Nel “Giorno della Memoria”, lo sguardo di chi non vuol dimenticare incrocia da un decennio anche il suo nome nell’elenco dei “Giusti tra le Nazioni”. Come Giorgio Perlasca o Gino Bartali, tanto per citarne solo due tra i più popolari.

Calogero Marrone (1889 – 1945)

Nel paese natio Calogero era vissuto fino all’età di 42 anni. Il passato da combattente nella Prima guerra mondiale, col grado di sergente, gli era valso un impiego come segretario dell’ufficio locale dei veterani, ma il suo rifiuto di iscriversi al Partito Nazionale Fascista continuava a procurargli difficoltà di ogni tipo, nonostante avesse già dovuto scontare qualche mese di prigionia. Sicché, avendo vinto un concorso come applicato comunale a Varese – era il 1931, il regime di Mussolini si trovava all’apice del consenso – non aveva esitato ad emigrare al Nord, armi, bagagli e famiglia (già al completo, con moglie e quattro figli).

Favara a fine ‘800

Fattosi apprezzare per impegno e serietà, scalò rapidamente i gradini della professione, passando dall’ufficio elettorale all’anagrafe, e qui diventando poi capo reparto. La sua disponibilità verso i bisogni della gente non conosceva limiti; e dall’8 settembre del ’43 – quando in tutta la Penisola si diffuse la paura di cadere nella spietata morsa dei nazifascisti – ebbe un motivo in più per mettersi al servizio del prossimo.

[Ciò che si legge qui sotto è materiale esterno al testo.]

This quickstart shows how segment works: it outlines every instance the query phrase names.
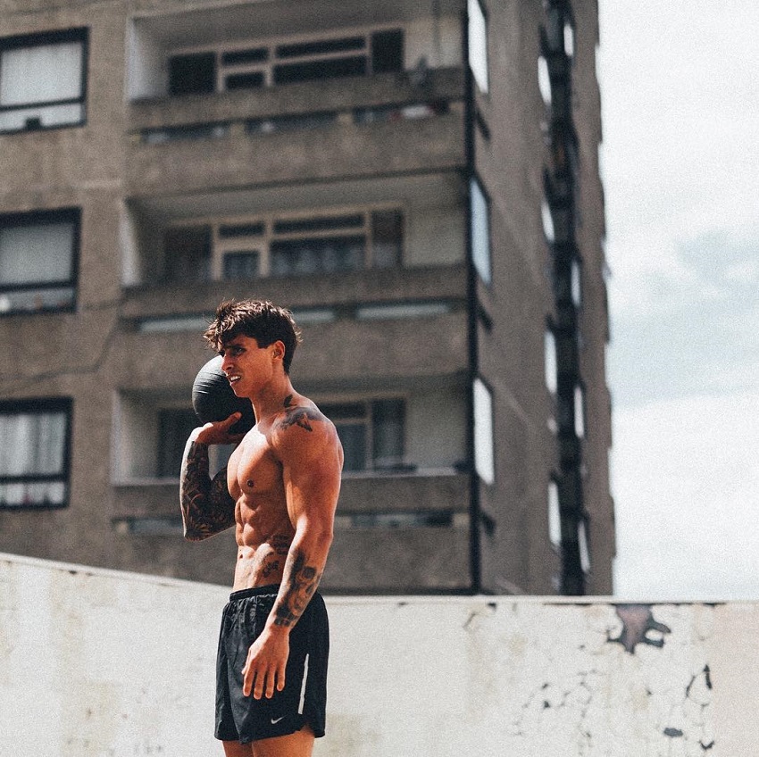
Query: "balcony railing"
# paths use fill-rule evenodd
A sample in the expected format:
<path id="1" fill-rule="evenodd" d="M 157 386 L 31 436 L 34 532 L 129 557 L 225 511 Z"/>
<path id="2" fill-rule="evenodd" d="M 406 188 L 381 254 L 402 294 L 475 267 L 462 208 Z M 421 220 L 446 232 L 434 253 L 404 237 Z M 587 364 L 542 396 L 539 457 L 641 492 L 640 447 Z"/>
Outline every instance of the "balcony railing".
<path id="1" fill-rule="evenodd" d="M 459 70 L 133 104 L 133 197 L 435 171 L 465 162 Z M 198 144 L 203 148 L 198 148 Z M 392 146 L 389 148 L 388 146 Z"/>

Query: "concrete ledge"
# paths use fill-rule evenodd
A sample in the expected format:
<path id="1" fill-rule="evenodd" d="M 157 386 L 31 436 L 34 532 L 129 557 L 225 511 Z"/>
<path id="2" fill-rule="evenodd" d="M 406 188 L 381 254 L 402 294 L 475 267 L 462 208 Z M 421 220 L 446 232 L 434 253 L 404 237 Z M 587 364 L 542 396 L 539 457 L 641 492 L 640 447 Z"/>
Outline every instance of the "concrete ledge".
<path id="1" fill-rule="evenodd" d="M 0 587 L 4 753 L 221 754 L 213 661 L 225 588 L 9 554 Z M 759 603 L 328 606 L 318 757 L 759 753 Z"/>

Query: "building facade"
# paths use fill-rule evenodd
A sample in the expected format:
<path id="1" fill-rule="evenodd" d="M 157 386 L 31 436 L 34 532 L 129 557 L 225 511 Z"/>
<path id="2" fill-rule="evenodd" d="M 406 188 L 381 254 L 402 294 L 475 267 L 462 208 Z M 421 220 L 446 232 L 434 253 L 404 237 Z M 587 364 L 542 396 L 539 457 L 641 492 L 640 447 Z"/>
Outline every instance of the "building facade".
<path id="1" fill-rule="evenodd" d="M 0 7 L 0 550 L 229 583 L 178 473 L 254 296 L 346 452 L 325 590 L 611 593 L 596 2 Z"/>

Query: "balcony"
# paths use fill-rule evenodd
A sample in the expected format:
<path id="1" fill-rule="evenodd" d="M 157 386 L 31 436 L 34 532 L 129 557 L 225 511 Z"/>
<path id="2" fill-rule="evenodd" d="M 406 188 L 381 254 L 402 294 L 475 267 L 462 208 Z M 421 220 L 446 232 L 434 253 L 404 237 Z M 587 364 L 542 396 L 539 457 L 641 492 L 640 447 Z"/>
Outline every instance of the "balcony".
<path id="1" fill-rule="evenodd" d="M 132 197 L 464 165 L 463 72 L 430 71 L 138 101 Z M 388 146 L 392 150 L 388 150 Z"/>
<path id="2" fill-rule="evenodd" d="M 467 588 L 468 513 L 466 474 L 346 477 L 322 587 L 337 592 Z M 135 482 L 113 489 L 116 521 L 155 523 L 178 515 L 176 482 Z"/>

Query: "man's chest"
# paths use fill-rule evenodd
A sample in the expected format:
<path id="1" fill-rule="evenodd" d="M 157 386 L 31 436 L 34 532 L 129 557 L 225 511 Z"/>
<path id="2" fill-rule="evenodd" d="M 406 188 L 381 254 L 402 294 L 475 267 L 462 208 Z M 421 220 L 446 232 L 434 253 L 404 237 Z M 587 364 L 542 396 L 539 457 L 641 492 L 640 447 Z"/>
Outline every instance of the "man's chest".
<path id="1" fill-rule="evenodd" d="M 262 495 L 282 488 L 282 466 L 267 437 L 254 428 L 232 453 L 227 468 L 229 491 Z"/>

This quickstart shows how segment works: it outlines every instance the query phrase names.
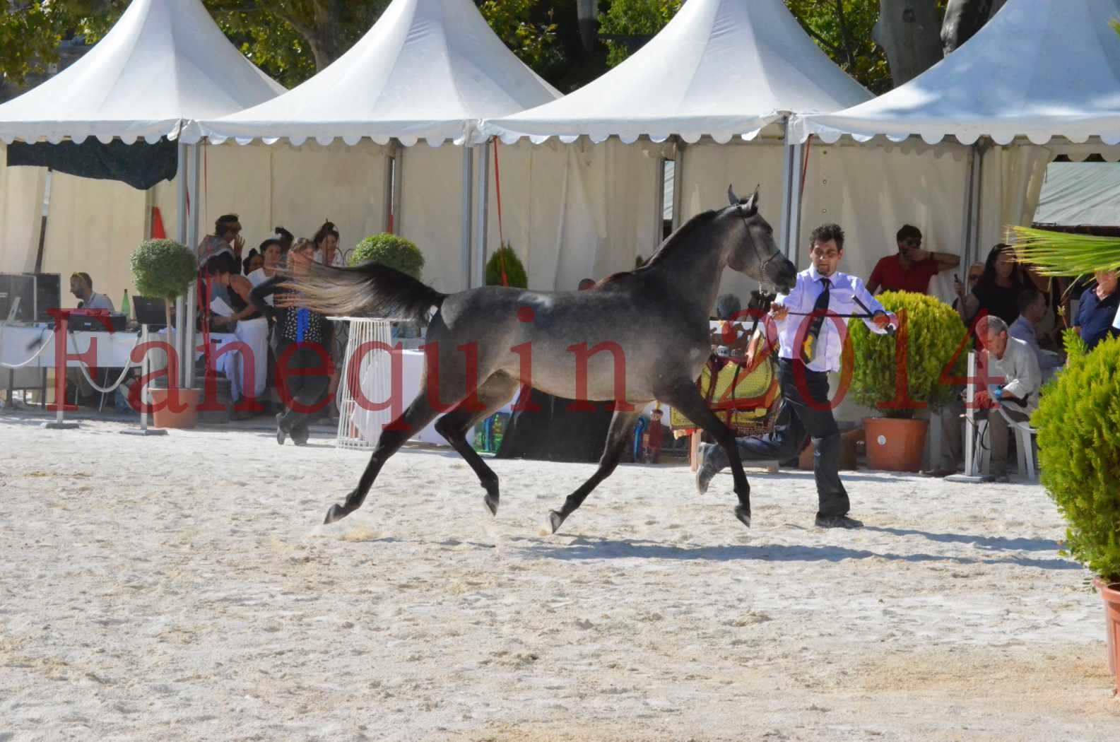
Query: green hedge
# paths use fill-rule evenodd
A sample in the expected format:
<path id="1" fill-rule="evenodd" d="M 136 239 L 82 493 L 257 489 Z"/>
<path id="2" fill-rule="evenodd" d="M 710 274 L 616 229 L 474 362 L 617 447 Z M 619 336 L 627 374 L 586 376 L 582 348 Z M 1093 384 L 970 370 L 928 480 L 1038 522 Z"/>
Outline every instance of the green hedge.
<path id="1" fill-rule="evenodd" d="M 371 234 L 357 243 L 349 256 L 349 265 L 357 266 L 363 262 L 389 266 L 417 280 L 420 280 L 420 275 L 423 272 L 423 253 L 420 252 L 420 248 L 410 240 L 388 232 Z"/>
<path id="2" fill-rule="evenodd" d="M 956 312 L 942 302 L 912 291 L 886 291 L 878 297 L 888 310 L 906 317 L 907 398 L 925 402 L 939 410 L 959 395 L 960 387 L 942 381 L 950 375 L 963 378 L 968 368 L 968 345 L 949 367 L 968 330 Z M 878 335 L 852 319 L 848 324 L 855 368 L 851 379 L 852 398 L 866 407 L 876 407 L 896 397 L 896 336 Z M 913 417 L 913 409 L 883 409 L 885 417 Z"/>
<path id="3" fill-rule="evenodd" d="M 1071 354 L 1030 424 L 1043 485 L 1070 526 L 1066 549 L 1105 582 L 1120 582 L 1120 338 Z"/>

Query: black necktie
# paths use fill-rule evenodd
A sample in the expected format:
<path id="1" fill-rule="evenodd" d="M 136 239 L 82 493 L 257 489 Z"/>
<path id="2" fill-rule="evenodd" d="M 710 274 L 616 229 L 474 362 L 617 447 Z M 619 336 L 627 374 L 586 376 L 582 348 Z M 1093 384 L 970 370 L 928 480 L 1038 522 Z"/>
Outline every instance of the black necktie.
<path id="1" fill-rule="evenodd" d="M 809 323 L 809 333 L 805 335 L 805 342 L 801 344 L 801 360 L 805 363 L 812 361 L 816 355 L 816 338 L 821 334 L 821 327 L 824 325 L 824 313 L 829 308 L 829 286 L 832 285 L 832 281 L 822 278 L 821 285 L 824 286 L 824 290 L 816 297 L 816 304 L 813 305 L 813 318 Z"/>

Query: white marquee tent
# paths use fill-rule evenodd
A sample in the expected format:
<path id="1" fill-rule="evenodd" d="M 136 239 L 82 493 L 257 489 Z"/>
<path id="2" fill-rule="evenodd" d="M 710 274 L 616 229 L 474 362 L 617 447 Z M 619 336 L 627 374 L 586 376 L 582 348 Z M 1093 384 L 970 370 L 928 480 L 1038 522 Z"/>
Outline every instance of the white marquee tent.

Varese negli anni ’40 (foto da Wikipedia)

Varese, città di confine, era in breve tempo diventata una tappa obbligata per tutti coloro che – ebrei, partigiani, oppositori della neoistituita Repubblica Sociale di Salò – erano o si sentivano perseguitati, e magari intravedevano nella vicina Svizzera la meta della loro fuga. L’occorrente per aiutarli, il funzionario Calogero Marrone, ce l’aveva già sulla sua scrivania: penna, calamaio, un bel timbro da pestare sulla cartella anagrafica. Ed ecco pronto un falso documento d’identità, il lasciapassare per la salvezza!

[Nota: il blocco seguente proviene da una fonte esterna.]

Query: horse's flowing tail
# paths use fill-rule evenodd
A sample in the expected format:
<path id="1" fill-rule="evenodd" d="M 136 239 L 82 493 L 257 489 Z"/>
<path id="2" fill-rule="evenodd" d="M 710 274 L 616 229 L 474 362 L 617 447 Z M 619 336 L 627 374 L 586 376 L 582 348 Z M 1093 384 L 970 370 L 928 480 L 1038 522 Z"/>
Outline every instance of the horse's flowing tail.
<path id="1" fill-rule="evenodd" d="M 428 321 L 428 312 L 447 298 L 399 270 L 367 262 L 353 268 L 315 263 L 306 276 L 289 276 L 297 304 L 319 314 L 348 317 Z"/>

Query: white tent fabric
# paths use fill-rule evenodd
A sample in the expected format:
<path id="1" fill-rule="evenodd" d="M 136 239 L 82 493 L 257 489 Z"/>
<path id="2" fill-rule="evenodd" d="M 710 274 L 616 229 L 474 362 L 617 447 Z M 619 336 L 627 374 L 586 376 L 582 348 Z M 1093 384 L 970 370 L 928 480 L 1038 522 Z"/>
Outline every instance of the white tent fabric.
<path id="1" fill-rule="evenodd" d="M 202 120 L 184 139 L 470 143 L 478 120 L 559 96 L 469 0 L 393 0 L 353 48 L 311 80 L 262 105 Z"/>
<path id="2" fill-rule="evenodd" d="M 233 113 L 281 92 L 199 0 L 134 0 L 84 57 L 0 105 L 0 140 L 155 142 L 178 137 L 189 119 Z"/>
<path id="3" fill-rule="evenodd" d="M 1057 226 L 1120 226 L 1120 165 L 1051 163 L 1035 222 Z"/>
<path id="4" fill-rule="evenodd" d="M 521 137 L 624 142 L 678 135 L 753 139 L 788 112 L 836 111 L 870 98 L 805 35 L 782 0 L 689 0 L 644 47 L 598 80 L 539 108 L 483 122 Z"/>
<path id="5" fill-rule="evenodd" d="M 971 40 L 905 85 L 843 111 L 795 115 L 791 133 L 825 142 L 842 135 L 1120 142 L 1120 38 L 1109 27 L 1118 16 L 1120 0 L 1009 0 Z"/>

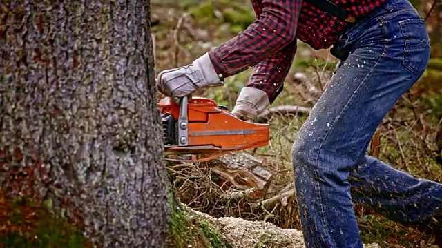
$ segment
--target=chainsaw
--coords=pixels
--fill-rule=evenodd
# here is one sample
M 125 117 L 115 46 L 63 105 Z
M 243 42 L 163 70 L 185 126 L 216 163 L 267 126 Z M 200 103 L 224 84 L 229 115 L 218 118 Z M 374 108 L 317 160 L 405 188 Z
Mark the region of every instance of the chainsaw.
M 268 124 L 242 121 L 209 99 L 188 97 L 158 103 L 166 159 L 205 162 L 240 150 L 267 145 Z

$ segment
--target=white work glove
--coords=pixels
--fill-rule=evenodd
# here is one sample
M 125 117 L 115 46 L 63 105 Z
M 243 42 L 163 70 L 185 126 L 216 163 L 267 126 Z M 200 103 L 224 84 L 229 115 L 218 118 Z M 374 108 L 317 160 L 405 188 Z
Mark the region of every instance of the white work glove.
M 206 53 L 191 64 L 161 72 L 157 76 L 158 90 L 177 103 L 203 87 L 222 86 L 212 61 Z
M 269 105 L 269 97 L 264 91 L 251 87 L 241 90 L 232 110 L 239 119 L 255 123 L 258 116 Z

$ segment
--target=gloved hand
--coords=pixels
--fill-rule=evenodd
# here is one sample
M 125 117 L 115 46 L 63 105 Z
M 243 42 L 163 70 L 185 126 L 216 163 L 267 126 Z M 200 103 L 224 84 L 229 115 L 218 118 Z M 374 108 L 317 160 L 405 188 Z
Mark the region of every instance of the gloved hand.
M 164 70 L 157 76 L 158 90 L 177 103 L 181 98 L 191 96 L 198 89 L 223 85 L 208 53 L 190 65 Z
M 232 110 L 239 119 L 256 122 L 258 116 L 269 105 L 269 97 L 264 91 L 251 87 L 241 90 Z

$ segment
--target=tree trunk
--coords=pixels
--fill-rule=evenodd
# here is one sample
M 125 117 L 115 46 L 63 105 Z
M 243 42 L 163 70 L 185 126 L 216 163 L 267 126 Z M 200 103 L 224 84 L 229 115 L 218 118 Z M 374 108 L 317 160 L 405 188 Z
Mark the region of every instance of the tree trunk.
M 160 247 L 167 178 L 150 1 L 0 3 L 0 187 L 99 246 Z

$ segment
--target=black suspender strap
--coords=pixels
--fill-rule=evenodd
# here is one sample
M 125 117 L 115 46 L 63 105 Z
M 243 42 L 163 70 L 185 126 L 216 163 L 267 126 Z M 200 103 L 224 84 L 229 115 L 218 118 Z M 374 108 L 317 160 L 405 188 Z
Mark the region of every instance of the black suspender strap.
M 348 14 L 347 10 L 342 8 L 329 0 L 304 0 L 306 3 L 319 8 L 321 10 L 329 12 L 336 17 L 338 19 L 348 23 L 354 23 L 354 17 Z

Calogero Marrone, la moglie e i suoi figli

In soli tre mesi aveva risparmiato rastrellamenti e fucilazioni a qualche centinaio tra uomini, donne e bambini (con intere famiglie ebree), prima che le autorità tedesche scoprissero l’inganno e cominciassero a gracchiare il loro duro proposito di ritorsione. In realtà, c’era stata la classica soffiata, partita proprio dagli uffici del municipio – sospetto fondato, mai riconosciuto –, in cambio di chissà quale ricompensa.

Al podestà di Varese venne intimato di mettere sotto inchiesta Marrone, il quale da parte sua si mise a disposizione delle indagini; anche perché, sottrarsi e scappare, come gli aveva suggerito qualche voce amica, avrebbe esposto la sua famiglia alla inevitabile rappresaglia. Sereno, risoluto, con la fierezza che appare da quel volto ritratto nelle foto d’archivio, decise di restare al suo posto, e soprattutto di non piegarsi ad alcuna confessione che avrebbe potuto in qualche modo tradire la fiducia riposta in lui; a costo di andare incontro al più amaro dei destini.

L’ingresso del campo di concentramento di Dachau in Baviera

Le SS entrarono in azione prima ancora che il podestà – peraltro esitante, e forse anche indulgente – portasse a compimento l’istruttoria. Il 7 gennaio del ’44 fecero irruzione nella abitazione di Marrone e lo arrestarono. Chissà se tra gli ufficiali che lo presero in consegna c’era anche qualcuno di coloro ai quali lo stesso Marrone, generoso e altruista al di là di ogni interesse personale, aveva su loro richiesta procurato degli alloggi, quando le truppe del Reich erano andate a occupare la città dopo quel fatidico 8 settembre. Subì tutto con contegno e rassegnazione: interrogatori opprimenti, minacce, una detenzione lunga nove mesi. Conobbe altre mura di carcere: quelle di Varese, di Como, di San Vittore a Milano, di Bolzano; poi anche il recinto di un campo d’internamento alto-atesino, che si rivelò solo l’ultima tappa verso la tanto temuta destinazione finale.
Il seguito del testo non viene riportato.